Climate change is so bad, conventional dooming just isn’t enough
I’ve noticed a new trend in climate change dooming lately, and I’m ready to join up. The most hardcore doomers no longer say humanity will be mostly gone by 2100. Now we are saying, “Abandon hope, all ye here! Absolutely no life will be left on this planet in 20 years!”
We are the Ultra Doomers!
(Or did Medium writer Michael Campi beat me to the punch with the term apocalerati?)
It could well be 10 years, by the way, or by the year 2030, though I’m afraid to go there yet.

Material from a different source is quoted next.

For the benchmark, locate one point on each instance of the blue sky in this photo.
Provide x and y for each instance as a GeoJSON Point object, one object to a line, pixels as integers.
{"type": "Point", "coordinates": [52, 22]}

Besides Medium author Alan Urban’s terrifying weekly (now monthly) Collapse Catch-Ups, two recent data points have tipped me over the edge. The first one is this chart of North Atlantic Ocean surface temperatures suddenly jumping off the chart:
Extrapolate that out a couple of years, and Yikes! Whether you extend out the current frightening rise or just do a least-squares fitting of the year so far, it shows doom on the way. That’s about 1.25dC rise per year on the least-squares fit line, and about 10dC by the end of this year on the steep line.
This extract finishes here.